2. Summary Statistics

For analyses using summary statistics, the basic format for single trait is as follows:

• sumstat is a data frame with required columns z or (beta, sebeta), and optional columns but highly recommended n and variant.

data(Sumstat_5traits)
head(Sumstat_5traits$sumstat[[1]])
#>              z    n variant
#> 451 -1.0945531 1153    rs_1
#> 452 -0.4113347 1153    rs_2
#> 453 -0.4113347 1153    rs_3
#> 454 -0.7467923 1153    rs_4
#> 455 -0.3018575 1153    rs_5
#> 456 -0.5256479 1153    rs_6

- `z` or (`beta`, `sebeta`) - required: either z-score or (effect size and standard error)
- `n` - highly recommended: sample size for the summary statistics, it is highly recommendation to provide.
- `variant` - highly recommended: required if sumstat for different outcomes do not have the same number of variables (multiple sumstat and multiple LD).

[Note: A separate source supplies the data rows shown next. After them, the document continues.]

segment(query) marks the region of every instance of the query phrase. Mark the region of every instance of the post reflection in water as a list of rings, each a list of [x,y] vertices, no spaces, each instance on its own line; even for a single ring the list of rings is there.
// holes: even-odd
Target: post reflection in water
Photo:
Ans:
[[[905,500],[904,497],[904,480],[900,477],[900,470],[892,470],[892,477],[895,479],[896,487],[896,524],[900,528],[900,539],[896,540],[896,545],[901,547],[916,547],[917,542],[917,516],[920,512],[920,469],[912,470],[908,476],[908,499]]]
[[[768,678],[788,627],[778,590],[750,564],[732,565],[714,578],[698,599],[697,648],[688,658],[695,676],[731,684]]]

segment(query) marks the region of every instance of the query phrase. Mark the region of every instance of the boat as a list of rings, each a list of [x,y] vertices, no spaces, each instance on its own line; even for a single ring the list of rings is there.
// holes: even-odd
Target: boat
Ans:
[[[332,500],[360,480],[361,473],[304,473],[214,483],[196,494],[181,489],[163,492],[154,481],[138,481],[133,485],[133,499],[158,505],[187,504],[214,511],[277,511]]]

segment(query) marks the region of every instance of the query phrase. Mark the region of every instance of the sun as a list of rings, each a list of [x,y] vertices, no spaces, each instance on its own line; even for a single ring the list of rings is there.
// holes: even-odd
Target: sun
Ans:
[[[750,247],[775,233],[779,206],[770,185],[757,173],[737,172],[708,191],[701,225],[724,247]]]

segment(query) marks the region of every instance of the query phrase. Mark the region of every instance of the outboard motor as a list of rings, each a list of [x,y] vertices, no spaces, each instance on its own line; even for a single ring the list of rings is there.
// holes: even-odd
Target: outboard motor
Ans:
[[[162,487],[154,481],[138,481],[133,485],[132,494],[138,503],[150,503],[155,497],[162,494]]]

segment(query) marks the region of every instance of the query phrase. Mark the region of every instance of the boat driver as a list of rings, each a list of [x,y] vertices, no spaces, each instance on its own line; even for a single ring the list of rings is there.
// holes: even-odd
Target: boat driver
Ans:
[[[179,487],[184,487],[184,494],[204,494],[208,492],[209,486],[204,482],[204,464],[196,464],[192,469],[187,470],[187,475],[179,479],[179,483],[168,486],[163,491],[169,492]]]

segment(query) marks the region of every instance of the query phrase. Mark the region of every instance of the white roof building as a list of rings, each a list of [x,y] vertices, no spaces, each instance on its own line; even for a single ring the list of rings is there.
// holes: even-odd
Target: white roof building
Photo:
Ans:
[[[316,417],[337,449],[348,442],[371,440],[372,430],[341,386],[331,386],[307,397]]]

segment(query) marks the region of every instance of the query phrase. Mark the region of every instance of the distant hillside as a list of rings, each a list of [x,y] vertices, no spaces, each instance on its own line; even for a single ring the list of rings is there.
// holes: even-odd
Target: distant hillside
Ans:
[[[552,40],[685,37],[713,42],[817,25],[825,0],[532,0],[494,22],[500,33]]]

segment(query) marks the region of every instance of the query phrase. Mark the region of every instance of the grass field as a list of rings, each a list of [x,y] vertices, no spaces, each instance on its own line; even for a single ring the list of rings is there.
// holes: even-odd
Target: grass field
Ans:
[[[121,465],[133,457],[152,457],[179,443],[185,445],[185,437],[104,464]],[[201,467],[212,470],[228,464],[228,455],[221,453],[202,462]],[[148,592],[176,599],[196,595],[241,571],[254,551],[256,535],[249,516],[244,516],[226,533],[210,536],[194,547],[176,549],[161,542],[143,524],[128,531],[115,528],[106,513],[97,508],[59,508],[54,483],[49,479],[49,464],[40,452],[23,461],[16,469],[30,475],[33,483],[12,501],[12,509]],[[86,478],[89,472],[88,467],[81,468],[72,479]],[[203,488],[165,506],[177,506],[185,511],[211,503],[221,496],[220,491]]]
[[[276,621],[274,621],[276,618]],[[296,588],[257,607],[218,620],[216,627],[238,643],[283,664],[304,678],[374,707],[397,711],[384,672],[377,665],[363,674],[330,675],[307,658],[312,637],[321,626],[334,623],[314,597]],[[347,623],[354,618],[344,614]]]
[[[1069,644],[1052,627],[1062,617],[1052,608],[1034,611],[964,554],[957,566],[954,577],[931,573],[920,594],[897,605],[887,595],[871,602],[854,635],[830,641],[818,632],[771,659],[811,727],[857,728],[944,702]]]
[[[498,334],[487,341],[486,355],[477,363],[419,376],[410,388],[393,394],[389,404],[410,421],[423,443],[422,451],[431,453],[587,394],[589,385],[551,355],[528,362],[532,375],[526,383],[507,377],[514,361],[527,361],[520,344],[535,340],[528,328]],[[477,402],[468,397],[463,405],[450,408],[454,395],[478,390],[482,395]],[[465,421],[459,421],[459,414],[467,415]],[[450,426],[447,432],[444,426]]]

• LD is a matrix of LD. This matrix does not need to contain the exact same variants as in sumstat, but the colnames and rownames of LD should include the variant names for proper alignment.

The input format for multiple traits is similar, but sumstat should be a list of data frames sumstat = list(sumstat1, sumstat2, sumstat3). The flexibility of input format for multiple traits is as follows (see detailed usage with different input formats, refer to Summary Statistics Colocalization):

• One LD matrix with a superset of variants in sumstat for all traits is allowed.
• Multiple LD matrices, each corresponding to a different trait, are also allowed for the trait-specific LD structure.
• Multiple LD matrices and unmatched sumstat data frames with a mapping dictionary are also allowed (example shown in section 3 below).

3. Optional: mapping between arbitrary input $X$ and $Y$

For analysis when including multiple genotype matrices X with unmatched arbitrary phenotype vectors Y, a mapping dictionary dict_YX is required to indicate the relationship between X and Y. Similarly, when multiple LD matrices with unmatched arbitrary multiple summary statistics sumstat are used, a mapping dictionary dict_sumstatLD is required to indicate the relationship between sumstat and LD.

For example, considering three genotype matrices X = list(X1, X2, X3) and 6 phenotype vectors Y = list(Y1, Y2, Y3, Y4, Y5, Y6), where

• X1 is for trait 1, trait 2, trait 3
• X2 is for trait 4, trait 5
• X3 is for trait 6

Then, you need to define a 6 by 2 matrix mapping dictionary dict_YX as follows:

• The first column should be c(1,2,3,4,5,6) for 6 traits.
• The second column should be c(1,1,1,2,2,3) for 3 genotype matrices.

Here, each row indicates the trait index and the corresponding genotype matrix index.

dict_YX <- cbind(c(1,2,3,4,5,6), c(1,1,1,2,2,3))
dict_YX
#>      [,1] [,2]
#> [1,]    1    1
#> [2,]    2    1
#> [3,]    3    1
#> [4,]    4    2
#> [5,]    5    2
#> [6,]    6    3

4. HyPrColoc compatible format: effect size and standard error matrices

ColocBoost also provides a flexibility to use HyPrColoc compatible format for summary statistics with and without LD matrix. For example, when analyze $L$ traits for the same $P$ variants with the specified effect size and standard error matrices:

• effect_est (required) is $P \times L$ matrix of variable regression coefficients (i.e. regression beta values) in the genomic region.
• effect_se (required) is $P \times L$ matrix of standard errors for the regression coefficients.
• effect_n (highly recommended) is either a scalar or a vector of sample sizes for estimating regression coefficients.
• LD (optional) is LD matrix for the $P$ variants. If it is not provided, it will apply LD-free ColocBoost.

See more details about HyPrColoc compatible format in Summary Statistics Colocalization).

See more details about data format to implement LD-free ColocBoost and LD-mismatch diagnosis in LD mismatch and LD-free Colocalization).